Orion Good For Colorado Economy
This past week the Bush administration put a down payment on its promise to return astronauts to the moon and eventually land a manned vehicle on Mars. It’s a tall order, but a risk that is also worth taking.
Coloradans in particular should cheer the announcement because Lockheed Martin was awarded the contract for the $8.2 billion project. The operations center in Jefferson County put together the proposal for the Orion spacecraft. By landing the contract, the moon and Mars mission should create 600 well- paid jobs locally, many for engineers.
Orion must replace the shuttles, resupply the space station, ferry astronauts back and forth to the moon and be the prototype for a manned spaceship that can reach Mars. And, as space exploration goes, it must do so on a relatively tight timetable. The launch rocket will test- fly in 2009. The shuttles are to be retired in 2010 and the new spacecraft should be ready for a test flight in 2014, but preferably 2013. And the return to the moon should come in 2019 or 2020.

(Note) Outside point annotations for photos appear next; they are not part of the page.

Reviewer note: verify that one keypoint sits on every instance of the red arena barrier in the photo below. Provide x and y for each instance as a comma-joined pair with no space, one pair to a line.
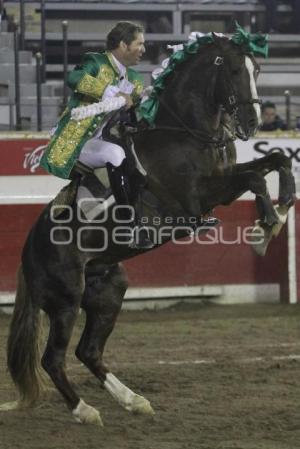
223,259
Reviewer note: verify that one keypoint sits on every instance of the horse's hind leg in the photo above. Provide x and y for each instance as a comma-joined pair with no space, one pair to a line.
53,361
102,303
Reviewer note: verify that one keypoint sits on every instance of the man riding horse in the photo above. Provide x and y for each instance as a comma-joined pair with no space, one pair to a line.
101,76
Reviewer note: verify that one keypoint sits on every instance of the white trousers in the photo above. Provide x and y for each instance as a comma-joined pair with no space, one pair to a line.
96,153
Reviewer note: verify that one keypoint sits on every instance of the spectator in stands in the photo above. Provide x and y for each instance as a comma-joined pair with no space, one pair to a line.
106,78
271,23
270,120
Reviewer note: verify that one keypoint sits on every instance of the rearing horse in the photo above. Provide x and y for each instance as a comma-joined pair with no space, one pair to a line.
191,168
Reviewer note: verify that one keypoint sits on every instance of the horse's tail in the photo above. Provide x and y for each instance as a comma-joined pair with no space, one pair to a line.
23,354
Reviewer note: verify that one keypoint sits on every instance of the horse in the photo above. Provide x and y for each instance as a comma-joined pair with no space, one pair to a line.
190,160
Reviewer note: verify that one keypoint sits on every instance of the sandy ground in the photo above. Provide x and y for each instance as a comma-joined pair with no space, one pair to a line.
218,378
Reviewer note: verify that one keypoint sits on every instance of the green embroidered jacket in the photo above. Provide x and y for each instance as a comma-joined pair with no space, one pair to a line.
88,82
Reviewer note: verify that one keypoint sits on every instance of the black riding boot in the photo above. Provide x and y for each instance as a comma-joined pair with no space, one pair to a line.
120,186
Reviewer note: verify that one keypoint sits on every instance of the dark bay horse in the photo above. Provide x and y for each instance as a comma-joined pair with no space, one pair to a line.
190,160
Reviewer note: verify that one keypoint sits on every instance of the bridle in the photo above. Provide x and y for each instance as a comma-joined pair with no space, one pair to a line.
231,108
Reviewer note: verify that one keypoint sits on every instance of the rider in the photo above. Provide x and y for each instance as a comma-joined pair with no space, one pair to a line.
99,77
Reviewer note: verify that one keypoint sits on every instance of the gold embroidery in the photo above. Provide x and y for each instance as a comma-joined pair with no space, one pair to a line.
138,88
94,87
67,141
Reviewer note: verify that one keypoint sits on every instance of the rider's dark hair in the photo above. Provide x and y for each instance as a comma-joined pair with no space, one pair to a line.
122,31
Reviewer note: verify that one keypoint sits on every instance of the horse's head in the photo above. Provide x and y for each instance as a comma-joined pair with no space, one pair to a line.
235,86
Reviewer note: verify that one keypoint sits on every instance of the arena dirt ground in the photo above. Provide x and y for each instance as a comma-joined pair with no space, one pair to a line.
218,377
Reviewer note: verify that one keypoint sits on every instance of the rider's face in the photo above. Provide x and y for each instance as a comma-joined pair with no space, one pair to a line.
132,53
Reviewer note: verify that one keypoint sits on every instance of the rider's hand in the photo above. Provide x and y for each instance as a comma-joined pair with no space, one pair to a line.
128,99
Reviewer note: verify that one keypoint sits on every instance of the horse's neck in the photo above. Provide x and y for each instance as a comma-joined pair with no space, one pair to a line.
189,107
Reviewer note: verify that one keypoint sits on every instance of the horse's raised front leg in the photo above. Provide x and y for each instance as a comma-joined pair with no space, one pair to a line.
102,303
286,197
53,361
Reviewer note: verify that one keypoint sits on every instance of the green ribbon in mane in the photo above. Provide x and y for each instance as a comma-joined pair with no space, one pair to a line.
255,44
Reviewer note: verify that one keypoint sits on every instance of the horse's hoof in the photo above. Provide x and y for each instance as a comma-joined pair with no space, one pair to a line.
281,212
260,239
85,414
7,406
141,406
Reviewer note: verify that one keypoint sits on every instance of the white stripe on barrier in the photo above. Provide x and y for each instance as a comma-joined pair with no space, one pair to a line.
292,268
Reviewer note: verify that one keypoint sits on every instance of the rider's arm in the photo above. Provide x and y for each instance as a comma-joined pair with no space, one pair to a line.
85,79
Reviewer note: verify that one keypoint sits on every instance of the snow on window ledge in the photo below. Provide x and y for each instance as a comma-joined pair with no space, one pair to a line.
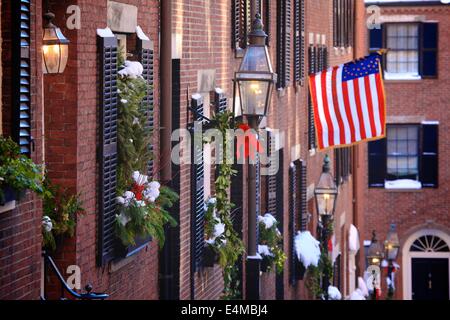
401,76
403,184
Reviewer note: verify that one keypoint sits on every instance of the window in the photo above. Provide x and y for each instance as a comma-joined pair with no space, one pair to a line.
299,42
412,48
402,152
407,158
343,23
317,61
241,23
403,43
343,164
284,43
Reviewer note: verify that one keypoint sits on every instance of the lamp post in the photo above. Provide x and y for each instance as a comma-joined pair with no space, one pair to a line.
254,83
326,193
55,47
374,258
391,247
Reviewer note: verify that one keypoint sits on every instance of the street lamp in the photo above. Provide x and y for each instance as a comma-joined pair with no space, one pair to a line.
254,82
55,47
375,252
326,193
255,79
391,246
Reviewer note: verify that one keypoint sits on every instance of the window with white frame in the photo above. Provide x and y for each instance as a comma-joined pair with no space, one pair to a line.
403,43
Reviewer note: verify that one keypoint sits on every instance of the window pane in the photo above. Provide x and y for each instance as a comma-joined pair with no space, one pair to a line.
403,42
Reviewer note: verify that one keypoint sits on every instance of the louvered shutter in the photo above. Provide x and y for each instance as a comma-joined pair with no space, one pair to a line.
287,41
377,163
198,190
146,56
239,23
280,216
292,222
272,178
429,157
266,15
311,126
108,52
302,41
21,74
303,196
429,50
237,198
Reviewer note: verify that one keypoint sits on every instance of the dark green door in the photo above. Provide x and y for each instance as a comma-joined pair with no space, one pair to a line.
430,279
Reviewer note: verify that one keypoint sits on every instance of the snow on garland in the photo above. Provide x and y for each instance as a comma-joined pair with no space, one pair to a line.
334,293
307,249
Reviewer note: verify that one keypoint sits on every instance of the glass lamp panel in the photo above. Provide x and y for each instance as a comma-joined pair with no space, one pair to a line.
255,59
253,97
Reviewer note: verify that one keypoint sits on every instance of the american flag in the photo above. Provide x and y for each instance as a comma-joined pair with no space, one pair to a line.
349,103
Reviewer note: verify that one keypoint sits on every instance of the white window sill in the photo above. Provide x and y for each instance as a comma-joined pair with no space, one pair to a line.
9,206
402,76
403,185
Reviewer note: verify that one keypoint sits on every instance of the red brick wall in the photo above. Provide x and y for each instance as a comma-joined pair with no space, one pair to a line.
20,229
206,45
426,99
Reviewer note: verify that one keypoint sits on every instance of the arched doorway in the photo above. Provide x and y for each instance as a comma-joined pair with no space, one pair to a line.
426,266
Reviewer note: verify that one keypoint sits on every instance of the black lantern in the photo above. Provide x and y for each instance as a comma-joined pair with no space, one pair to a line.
255,78
375,252
55,47
392,244
326,191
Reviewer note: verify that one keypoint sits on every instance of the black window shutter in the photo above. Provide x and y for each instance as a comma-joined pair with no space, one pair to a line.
272,178
377,163
108,147
198,190
292,222
311,126
281,49
429,160
287,41
297,41
376,39
240,17
429,50
21,75
146,56
266,19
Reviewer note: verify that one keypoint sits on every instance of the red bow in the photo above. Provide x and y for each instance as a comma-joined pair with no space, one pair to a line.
138,190
251,145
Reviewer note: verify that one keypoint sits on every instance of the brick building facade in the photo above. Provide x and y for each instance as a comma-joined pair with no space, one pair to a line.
413,195
304,36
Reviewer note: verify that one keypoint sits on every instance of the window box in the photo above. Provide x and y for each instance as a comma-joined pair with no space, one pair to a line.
123,252
265,264
210,257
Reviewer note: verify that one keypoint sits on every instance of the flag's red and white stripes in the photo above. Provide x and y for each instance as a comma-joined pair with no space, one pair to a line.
346,112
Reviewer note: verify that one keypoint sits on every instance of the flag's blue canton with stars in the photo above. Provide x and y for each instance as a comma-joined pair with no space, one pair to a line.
358,69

Unmanned space exploration has forged ahead; the Mars Odyssey craft, also designed locally, continues to beam images to Earth from the red planet. Still, manned missions offer some of the greatest promise for scientific advances.

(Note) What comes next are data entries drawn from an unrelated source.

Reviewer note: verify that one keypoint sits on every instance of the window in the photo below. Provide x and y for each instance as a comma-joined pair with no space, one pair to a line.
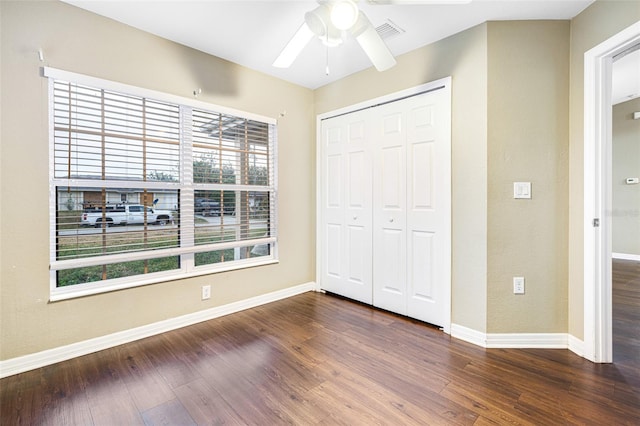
148,187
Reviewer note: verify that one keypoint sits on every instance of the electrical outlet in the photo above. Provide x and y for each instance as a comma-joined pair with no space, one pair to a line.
518,285
206,292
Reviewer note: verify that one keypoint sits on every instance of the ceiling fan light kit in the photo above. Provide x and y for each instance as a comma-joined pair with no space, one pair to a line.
330,21
333,19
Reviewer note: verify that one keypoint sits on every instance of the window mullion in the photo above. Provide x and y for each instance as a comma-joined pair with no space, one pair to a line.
187,228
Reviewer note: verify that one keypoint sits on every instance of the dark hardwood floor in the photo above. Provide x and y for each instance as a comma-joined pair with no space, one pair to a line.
316,359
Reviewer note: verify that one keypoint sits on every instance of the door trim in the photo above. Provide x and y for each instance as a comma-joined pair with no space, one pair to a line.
444,83
598,339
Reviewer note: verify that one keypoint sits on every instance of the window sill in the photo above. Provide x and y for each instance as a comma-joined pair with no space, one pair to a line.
90,289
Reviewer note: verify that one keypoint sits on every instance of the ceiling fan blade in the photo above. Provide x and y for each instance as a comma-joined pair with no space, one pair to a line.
370,41
418,2
301,38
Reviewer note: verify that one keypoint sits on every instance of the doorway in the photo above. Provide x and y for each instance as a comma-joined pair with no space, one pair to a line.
598,332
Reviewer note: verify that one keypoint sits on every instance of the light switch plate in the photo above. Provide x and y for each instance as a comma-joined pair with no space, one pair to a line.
521,189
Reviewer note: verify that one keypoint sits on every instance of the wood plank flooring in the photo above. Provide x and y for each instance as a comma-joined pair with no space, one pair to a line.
317,359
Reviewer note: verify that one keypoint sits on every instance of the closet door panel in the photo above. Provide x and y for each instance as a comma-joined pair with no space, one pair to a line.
347,208
426,173
389,220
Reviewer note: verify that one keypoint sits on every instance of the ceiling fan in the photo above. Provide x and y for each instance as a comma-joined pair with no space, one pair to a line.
332,20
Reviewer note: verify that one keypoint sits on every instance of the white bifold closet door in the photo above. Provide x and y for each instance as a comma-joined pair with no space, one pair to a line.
347,215
385,214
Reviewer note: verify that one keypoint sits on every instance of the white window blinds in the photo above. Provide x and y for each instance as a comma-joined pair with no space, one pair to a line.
148,187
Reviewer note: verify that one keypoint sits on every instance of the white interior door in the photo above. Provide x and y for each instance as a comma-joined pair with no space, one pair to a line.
346,197
385,204
428,207
389,200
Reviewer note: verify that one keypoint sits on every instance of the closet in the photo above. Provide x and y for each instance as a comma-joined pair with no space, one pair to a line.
385,203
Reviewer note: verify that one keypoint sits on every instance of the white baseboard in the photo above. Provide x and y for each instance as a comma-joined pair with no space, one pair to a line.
576,345
518,340
528,340
626,256
470,335
51,356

What’s more, manned flight fills the innate human desire for adventure and exploration in a way that orbiting drones and robots could never satisfy.
Orion might be this generation’s last real shot at manned space flight beyond just servicing the space station. The shuttles are being retired, and if Orion comes a cropper, NASA has nothing else beyond the drawing-board stage.
That said, the fate of the U.S. manned space program should not rest entirely, perhaps even primarily, with that federal agency. NASA has long been resistant to entrepreneurial and engineering mavericks like Burt Rutan, Paul Allen and Richard Branson, who seek to commercialize space travel.
But these pioneers risk their capital (and in some cases their lives) to bring the innovations and discipline of the marketplace to an industry that desperately needs both. As the Orion project moves forward, NASA should consider building partnerships with space entrepreneurs.
To be sure, America faces challenges in foreign policy and looming fiscal crises. Is now the right time to commit such a major investment of precious resources?
The question might be fairly answered: When is the time ever just right? There were competing needs in the 1960s when the space program began and there will continue to be competing needs so long as it continues. Either this nation intends to be a leader in space exploration or it does not - and if it does, the Orion spacecraft may be just the ticket.